Abaküs Yazılım
10. Hukuk Dairesi
Esas No: 2015/14593
Karar No: 2017/3508
Karar Tarihi: 19.04.2017

Yargıtay 10. Hukuk Dairesi 2015/14593 Esas 2017/3508 Karar Sayılı İlamı

10. Hukuk Dairesi         2015/14593 E.  ,  2017/3508 K.

    "İçtihat Metni"

    Mahkemesi :İş Mahkemesi


    Dava, rücuan tazminat istemine ilişkindir.
    Mahkemece, hükümde belirtilen gerekçelerle, davanın kabulüne karar verilmiştir.
    Hükmün, davalı vekili tarafından temyiz edilmesi üzerine, temyiz isteğinin süresinde olduğu anlaşıldıktan ve Tetkik Hakimi ... tarafından düzenlenen raporla dosyadaki kağıtlar okunduktan sonra işin gereği düşünüldü ve aşağıdaki karar tespit edildi.
    Davacı Kurum, 14.01.2010 tarihli iş kazası nedeniyle sürekli iş göremez hale gelen sigortalıya bağlanan gelir ve ödenen tedavi masraflarının, onay ve sarf tarihinden itibaren faiziyle 5510 sayılı Yasanın 23. madde kapsamında davalıdan tahsili istemiştir.
    Davalı vekili, davalı ...’ın arsa sahibi olduğunu, arsa karşılığı kat sözleşmesi ile inşaatı ...’ın yaptığını, davalı ...’in işverenlik sıfatının bulunmadığını ileri sürmüş ve husumet itirazında bulunmuştur.
    Dosya kapsamındaki ... raporunun ekindeki belgelerden, iş kazasına uğrayan işçi adına düzenlenmiş işe giriş bildirgesinin kuruma internet üzerinden 22.01.2010 tarihinde gönderildiği, işveren olarak ...’ın yer aldığı ve özel bina inşaatı çalışması olarak bildirimde bulunulduğu, 2009/12 ve 2010/1 aylarına ait bildirgelerin ... adına verildiği belirgindir. Ne varki bu belgeler asıl işverenlik sıfatının belirlenmesi için yeterli değildir.
    Husumet itirazının irdelenmesi kapsamında, Mahkemenin, işverenlik sıfatı ve sorumluluk durumu yönünden yeterli inceleme ve değerlendirme yapılmaksızın verilen hükmü, eksik inceleme ve araştırmaya dayalıdır.
    Davanın yasal dayanağı olay tarihinde yürürlükte olan 5510 sayılı Kanunun 01.10.2008 tarihinde yürürlüğe giren 23. maddesidir.
    Öte yandan, 5510 sayılı Kanunun 12. maddesinin 1. fıkrası işvereni; “4 üncü maddenin birinci fıkrasının (a) bendine göre sigortalı sayılan kişileri çalıştıran gerçek veya tüzel kişiler ile tüzel kişiliği olmayan kurum ve kuruluşlar” şeklinde tanımlamıştır.
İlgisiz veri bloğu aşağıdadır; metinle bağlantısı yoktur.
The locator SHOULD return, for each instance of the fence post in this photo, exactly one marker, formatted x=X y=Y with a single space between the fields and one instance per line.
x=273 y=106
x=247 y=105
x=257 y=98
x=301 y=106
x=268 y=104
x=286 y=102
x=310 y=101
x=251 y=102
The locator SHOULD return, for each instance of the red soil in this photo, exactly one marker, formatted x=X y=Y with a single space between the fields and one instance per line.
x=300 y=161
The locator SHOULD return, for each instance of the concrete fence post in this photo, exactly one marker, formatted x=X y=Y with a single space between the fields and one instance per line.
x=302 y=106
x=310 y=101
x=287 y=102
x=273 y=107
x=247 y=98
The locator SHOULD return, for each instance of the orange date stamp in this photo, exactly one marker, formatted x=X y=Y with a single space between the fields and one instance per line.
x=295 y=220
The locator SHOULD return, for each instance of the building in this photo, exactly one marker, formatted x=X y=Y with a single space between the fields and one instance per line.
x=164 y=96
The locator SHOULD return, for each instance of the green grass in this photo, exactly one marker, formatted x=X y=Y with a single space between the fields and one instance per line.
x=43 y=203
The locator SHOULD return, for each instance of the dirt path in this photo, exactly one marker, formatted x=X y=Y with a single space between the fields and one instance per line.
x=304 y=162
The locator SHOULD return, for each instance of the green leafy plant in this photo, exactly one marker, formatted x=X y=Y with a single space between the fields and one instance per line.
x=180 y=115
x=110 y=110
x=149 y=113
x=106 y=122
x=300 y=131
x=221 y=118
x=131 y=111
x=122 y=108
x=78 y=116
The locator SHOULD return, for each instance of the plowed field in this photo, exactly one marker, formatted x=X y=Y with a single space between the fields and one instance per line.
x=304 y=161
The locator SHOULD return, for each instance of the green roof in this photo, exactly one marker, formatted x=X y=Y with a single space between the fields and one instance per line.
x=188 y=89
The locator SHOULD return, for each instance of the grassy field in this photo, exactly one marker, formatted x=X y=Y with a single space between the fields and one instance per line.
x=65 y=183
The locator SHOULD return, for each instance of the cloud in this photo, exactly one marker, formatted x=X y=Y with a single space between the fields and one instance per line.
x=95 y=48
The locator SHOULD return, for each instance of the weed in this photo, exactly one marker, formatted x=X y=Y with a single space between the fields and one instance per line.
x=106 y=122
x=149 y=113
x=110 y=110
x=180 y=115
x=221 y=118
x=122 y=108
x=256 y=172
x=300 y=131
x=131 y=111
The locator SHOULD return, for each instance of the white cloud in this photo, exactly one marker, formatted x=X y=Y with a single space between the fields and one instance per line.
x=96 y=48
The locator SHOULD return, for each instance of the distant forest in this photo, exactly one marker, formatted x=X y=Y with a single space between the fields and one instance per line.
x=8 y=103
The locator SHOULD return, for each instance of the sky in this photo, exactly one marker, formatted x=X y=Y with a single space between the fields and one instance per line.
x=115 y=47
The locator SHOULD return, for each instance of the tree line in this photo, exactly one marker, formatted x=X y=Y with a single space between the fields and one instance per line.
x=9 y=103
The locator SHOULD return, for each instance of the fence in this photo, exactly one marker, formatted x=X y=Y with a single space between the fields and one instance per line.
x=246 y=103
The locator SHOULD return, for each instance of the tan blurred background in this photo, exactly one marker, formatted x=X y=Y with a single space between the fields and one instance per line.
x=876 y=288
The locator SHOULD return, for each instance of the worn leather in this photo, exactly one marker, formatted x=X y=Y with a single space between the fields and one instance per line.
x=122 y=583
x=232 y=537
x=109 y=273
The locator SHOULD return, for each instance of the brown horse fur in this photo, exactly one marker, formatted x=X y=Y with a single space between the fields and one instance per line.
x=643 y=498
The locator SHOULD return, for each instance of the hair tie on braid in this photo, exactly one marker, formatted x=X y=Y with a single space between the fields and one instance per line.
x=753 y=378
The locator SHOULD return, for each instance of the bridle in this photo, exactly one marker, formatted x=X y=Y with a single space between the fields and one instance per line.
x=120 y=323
Anılan Kanunun belirtilen maddesinin son fıkrası ise alt işvereni “bir işverenden, işyerinde yürüttüğü mal veya hizmet üretimine ilişkin bir işte veya bir işin bölüm veya eklentilerinde, iş alan ve bu iş için görevlendirdiği sigortalıları çalıştıran
    üçüncü kişi” olarak tanımlamıştır.Bu maddeyle asıl işveren, bu Kanunun işverene yüklediği yükümlülüklerden dolayı alt işveren ile birlikte müteselsilen sorumlu tutulmuştur.
    Bu yönde asıl işveren taşeron ilişkisinin varlığı için, öncelikle, işin başka bir işverenden alınmış olması, bir başka ifade ile asıl işverenin işverenlik sıfatına sahip olması, asıl işyeri ya da işyerinden sayılan yerlerde kendi adına işçi çalıştırıyor olması gerekir.
    İşin belirli bir bölümünde değil de, tamamının bir bütün halinde, ya da bölümlere ayrılarak başkalarına devredildiği, işten bu yolla tamamen el çekildiği, sigortalı çalıştırılmadığı için işveren sıfatının haiz olunmadığı durumda ise, bunları devralan kişiler alt işveren, devredenler de asıl işveren olarak nitelendirilemeyecektir.
    Aracı sıfatının kazanılmasında diğer koşullar ise, asıl işverenden istenilen işin, asıl iş, ya da işyeriyle ilgili işin bir bölümünde veya işyeri eklentilerinde alınmış olması ve bu işte işi alanın kendi işçilerinin çalıştırılması ve bu nedenle de işveren sıfatına sahip olunmasıdır.
    Asıl işveren ile alt işveren arasında yapılan sözleşme ile iş kazası veya meslek hastalığına bağlı sorumluluğun alt işverene ait olduğunun kararlaştırılması ya da anahtar teslim iş olduğu ibaresinin konulmuş olması; bu sözleşmenin tarafı olmayan Kurumu bağlamaz.
    İşin bütünü başka bir işverene bırakıldığında, madde anlamında bir alt işverenlik, dolayısıyla dayanışmalı sorumluluk söz konusu olmayacaktır. Benzer şekilde, işveren kendisi sigortalı çalıştırmaksızın işi bölerek, ihale suretiyle farklı kişilere vermişse, iş sahibi (ihale makamı), asıl işveren olmayacağından, alt - asıl işveren ilişkisi de bulunmayacaktır. Burada önemli olan yön “devir” olgusudur. Devirden amaçlanan, yapılmakta olan işin, bölüm ve eklentilerinden tamamen bağımsız bir sonuç elde etmeye yönelik, işi alana bağımsız bir işveren kimliği kazandıracak bir işin devridir. Diğer iş yerlerinde sigortalı çalıştırması nedeniyle “işveren” sıfatına sahip olan kişi, devredilen iş dolayısıyla işverenlik sıfatına sahip olmadığı için asıl işveren olarak sorumlu tutulamayacaktır. Aynı şekilde, işi alan kişinin de işverenlik sıfatını, alınan işte ve o iş nedeniyle sigortalı çalıştırması sonucunda kazanmış olması aranacaktır. Alınan işte sigortalı çalıştırmayıp, tek başına işi yürüten kişi alt işveren olarak nitelendirilemeyecektir. Bu kimsenin diğer bir takım iş yerlerinde çalıştırdığı sigortalılar nedeniyle kazandığı işverenlik sıfatının sonuca etkisi ise bulunmamaktadır.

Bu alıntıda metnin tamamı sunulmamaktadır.